Pros and cons of preprints for pharma
Kwisha Shah
Written by Kwisha Shah

Preprints are not new, and neither are the many arguments surrounding them. Nevertheless, they are increasingly being accepted in the life sciences, as many believe that science will benefit more from openness. Tanya Parish, Editor in Chief of Microbiology, mentions, “We recognize the role they (preprints) play in the rapid dissemination of information, similar to posters and oral presentations at scientific conferences.” Kalai Mathee, co-Editor in Chief of Journal of Medical Microbiology, echoes this belief: “Preprints provide a fantastic vehicle for rapid dissemination of significant findings, offer a viable time-stamp to the research, and importantly a fair-attribution of the discovery.”
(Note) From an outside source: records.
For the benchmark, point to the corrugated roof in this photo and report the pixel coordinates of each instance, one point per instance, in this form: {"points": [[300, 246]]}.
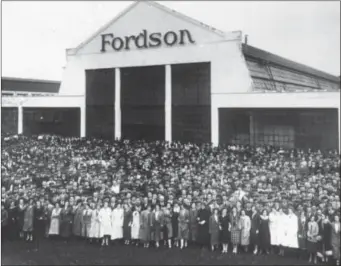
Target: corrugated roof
{"points": [[29, 85], [250, 51]]}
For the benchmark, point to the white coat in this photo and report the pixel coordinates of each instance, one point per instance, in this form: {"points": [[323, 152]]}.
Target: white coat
{"points": [[95, 224], [117, 217], [281, 228], [291, 229], [135, 225], [55, 222], [105, 221], [274, 228]]}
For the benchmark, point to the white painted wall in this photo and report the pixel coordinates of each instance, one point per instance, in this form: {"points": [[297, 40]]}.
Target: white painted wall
{"points": [[43, 101], [228, 69]]}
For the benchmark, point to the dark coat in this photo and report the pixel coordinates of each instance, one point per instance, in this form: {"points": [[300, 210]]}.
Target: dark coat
{"points": [[203, 230], [77, 222], [66, 220], [254, 232], [157, 223], [225, 236], [302, 232], [335, 241], [39, 222], [127, 219], [264, 234], [175, 224], [193, 225], [214, 230]]}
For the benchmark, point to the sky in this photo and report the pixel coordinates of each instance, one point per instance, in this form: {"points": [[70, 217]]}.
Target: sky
{"points": [[35, 35]]}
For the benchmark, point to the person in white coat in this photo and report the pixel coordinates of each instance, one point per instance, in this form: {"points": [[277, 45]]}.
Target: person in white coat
{"points": [[291, 230], [105, 223], [117, 217], [94, 233], [135, 225], [273, 219], [281, 230]]}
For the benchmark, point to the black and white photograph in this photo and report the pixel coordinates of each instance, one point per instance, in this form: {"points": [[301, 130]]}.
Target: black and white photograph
{"points": [[170, 133]]}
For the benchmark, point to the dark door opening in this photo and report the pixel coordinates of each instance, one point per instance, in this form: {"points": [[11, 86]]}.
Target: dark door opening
{"points": [[100, 103], [191, 102], [142, 103]]}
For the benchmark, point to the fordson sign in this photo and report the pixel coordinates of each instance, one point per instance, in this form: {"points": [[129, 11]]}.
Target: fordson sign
{"points": [[144, 40]]}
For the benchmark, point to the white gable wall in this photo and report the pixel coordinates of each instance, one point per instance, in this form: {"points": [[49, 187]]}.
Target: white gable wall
{"points": [[229, 73]]}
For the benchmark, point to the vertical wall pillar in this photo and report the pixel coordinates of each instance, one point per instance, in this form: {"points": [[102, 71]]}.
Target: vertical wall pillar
{"points": [[118, 124], [83, 121], [339, 131], [252, 131], [214, 125], [20, 119], [168, 103]]}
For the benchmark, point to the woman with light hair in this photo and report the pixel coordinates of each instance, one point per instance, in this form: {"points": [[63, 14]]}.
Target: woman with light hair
{"points": [[312, 239], [335, 238]]}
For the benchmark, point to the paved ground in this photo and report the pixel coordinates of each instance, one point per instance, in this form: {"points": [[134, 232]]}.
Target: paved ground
{"points": [[59, 253]]}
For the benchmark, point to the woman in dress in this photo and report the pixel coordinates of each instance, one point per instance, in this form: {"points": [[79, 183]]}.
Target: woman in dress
{"points": [[193, 223], [274, 229], [86, 221], [135, 226], [264, 233], [20, 219], [214, 229], [105, 223], [245, 226], [145, 226], [157, 222], [326, 238], [175, 223], [302, 231], [28, 221], [235, 229], [335, 238], [117, 217], [77, 220], [94, 233], [225, 230], [39, 224], [13, 221], [66, 219], [312, 239], [55, 221], [291, 231], [203, 226], [254, 232], [183, 226], [167, 214], [127, 219]]}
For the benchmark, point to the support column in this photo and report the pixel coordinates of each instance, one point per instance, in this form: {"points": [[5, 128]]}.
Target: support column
{"points": [[252, 131], [20, 119], [339, 131], [168, 104], [118, 131], [214, 125], [83, 121]]}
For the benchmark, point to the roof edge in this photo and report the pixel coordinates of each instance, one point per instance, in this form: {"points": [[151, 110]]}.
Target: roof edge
{"points": [[150, 3], [30, 80], [287, 63]]}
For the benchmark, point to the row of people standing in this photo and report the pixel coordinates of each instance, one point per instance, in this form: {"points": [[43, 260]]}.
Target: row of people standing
{"points": [[177, 225]]}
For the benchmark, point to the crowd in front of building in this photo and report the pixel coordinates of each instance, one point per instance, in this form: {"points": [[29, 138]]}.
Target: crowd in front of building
{"points": [[231, 198]]}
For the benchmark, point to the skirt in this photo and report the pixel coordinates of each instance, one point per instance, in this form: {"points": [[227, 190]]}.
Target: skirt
{"points": [[235, 237], [312, 247]]}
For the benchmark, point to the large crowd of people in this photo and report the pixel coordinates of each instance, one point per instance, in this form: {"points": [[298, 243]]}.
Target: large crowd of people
{"points": [[230, 198]]}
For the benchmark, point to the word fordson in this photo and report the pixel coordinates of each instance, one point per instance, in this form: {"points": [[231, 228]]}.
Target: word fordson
{"points": [[143, 40]]}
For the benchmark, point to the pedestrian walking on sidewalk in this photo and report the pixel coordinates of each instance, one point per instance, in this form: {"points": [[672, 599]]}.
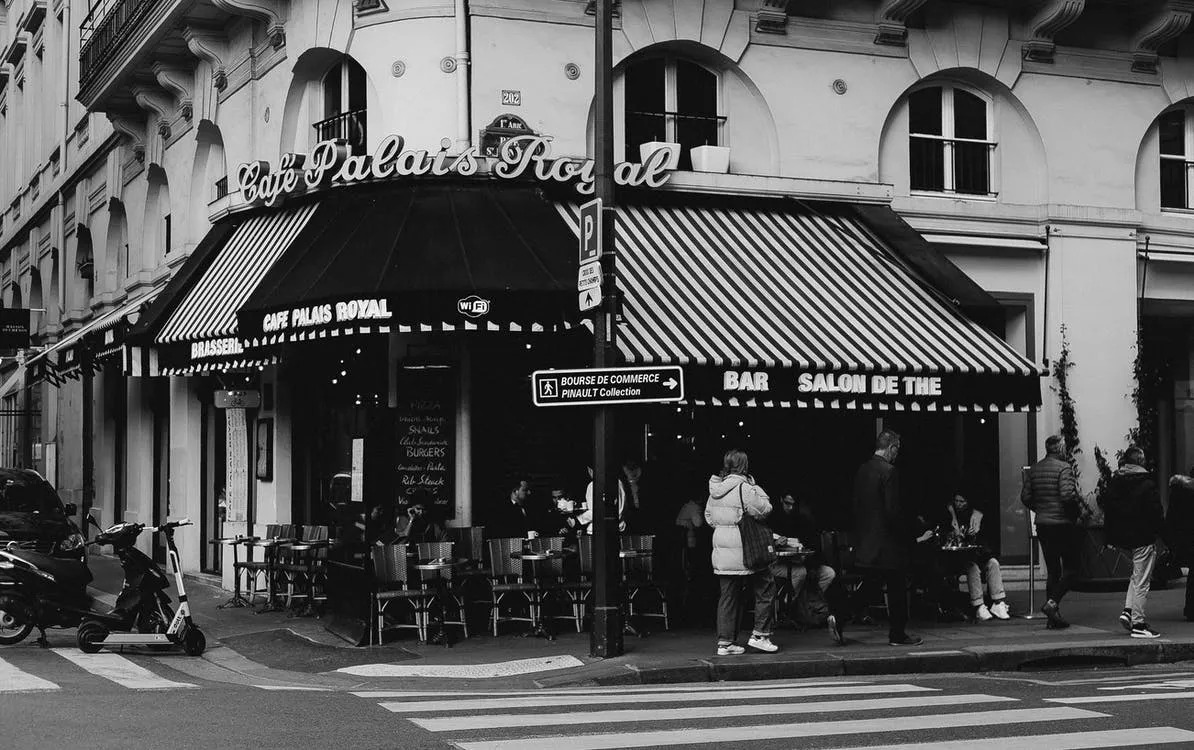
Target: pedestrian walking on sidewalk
{"points": [[885, 533], [1132, 509], [1051, 492], [732, 493]]}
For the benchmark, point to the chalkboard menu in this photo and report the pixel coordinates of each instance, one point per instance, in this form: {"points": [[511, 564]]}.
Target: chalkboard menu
{"points": [[426, 438]]}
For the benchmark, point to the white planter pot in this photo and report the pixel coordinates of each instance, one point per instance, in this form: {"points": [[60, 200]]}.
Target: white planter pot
{"points": [[651, 147], [711, 159]]}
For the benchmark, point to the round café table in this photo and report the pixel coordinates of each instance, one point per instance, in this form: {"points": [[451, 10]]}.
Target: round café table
{"points": [[270, 546], [533, 557], [238, 598], [309, 547]]}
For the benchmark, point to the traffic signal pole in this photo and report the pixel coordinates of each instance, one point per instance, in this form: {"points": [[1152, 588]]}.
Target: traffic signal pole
{"points": [[607, 631]]}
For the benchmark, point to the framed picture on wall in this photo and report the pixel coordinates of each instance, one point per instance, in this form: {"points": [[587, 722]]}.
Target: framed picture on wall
{"points": [[265, 449]]}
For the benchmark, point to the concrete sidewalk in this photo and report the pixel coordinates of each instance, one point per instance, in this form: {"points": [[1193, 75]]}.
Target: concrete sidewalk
{"points": [[288, 649]]}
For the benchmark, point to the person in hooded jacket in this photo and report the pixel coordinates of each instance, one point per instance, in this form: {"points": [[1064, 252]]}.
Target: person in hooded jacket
{"points": [[1133, 520], [732, 492], [885, 533]]}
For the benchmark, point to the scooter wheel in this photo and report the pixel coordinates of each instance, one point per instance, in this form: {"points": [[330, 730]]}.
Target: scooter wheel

Now, let’s go over what preprints mean for pharma and medicine.

Why is there skepticism around preprints?

There are numerous concerns about preprints in medicine and pharma. The foremost is that preprints do not undergo a formal peer review, and they are not screened for ethical compliance. There is also no process in place to confirm the novelty and appropriateness of a study. Consequently, readers can be suspicious of the quality of research in a preprint. Pharma-authored research needs to be trusted by healthcare practitioners and the medical community. Thus, pharma may be reluctant to publish preprints. Additionally, although several medical journals accept manuscripts that have been posted as preprints, not all journals do so; this may make the manuscript submission process more complicated for the medical affairs teams.

Furthermore, since preprints are generally not retracted and there are no industry-wide standards for dealing with issues arising due to preprints with problematic content, methods, or results (except in extreme circumstances such as legal issues, ethical concerns, or misconduct, where the paper in question is withdrawn), once incorrect information has been disseminated, it is extremely difficult to revise or make corrections. The preprint might be cited by mistake even after the final article is published in a journal. Yet another issue is that some researchers fear being scooped by peers and predatory publishers. Preprints can also be inappropriately used by competitors by posting research prematurely to “stake a claim” or by commenting negatively on a preprint to criticize the drug or product being described therein and promoting their own instead. As preprints are made available in the public domain, there is no control over feedback with malicious intent.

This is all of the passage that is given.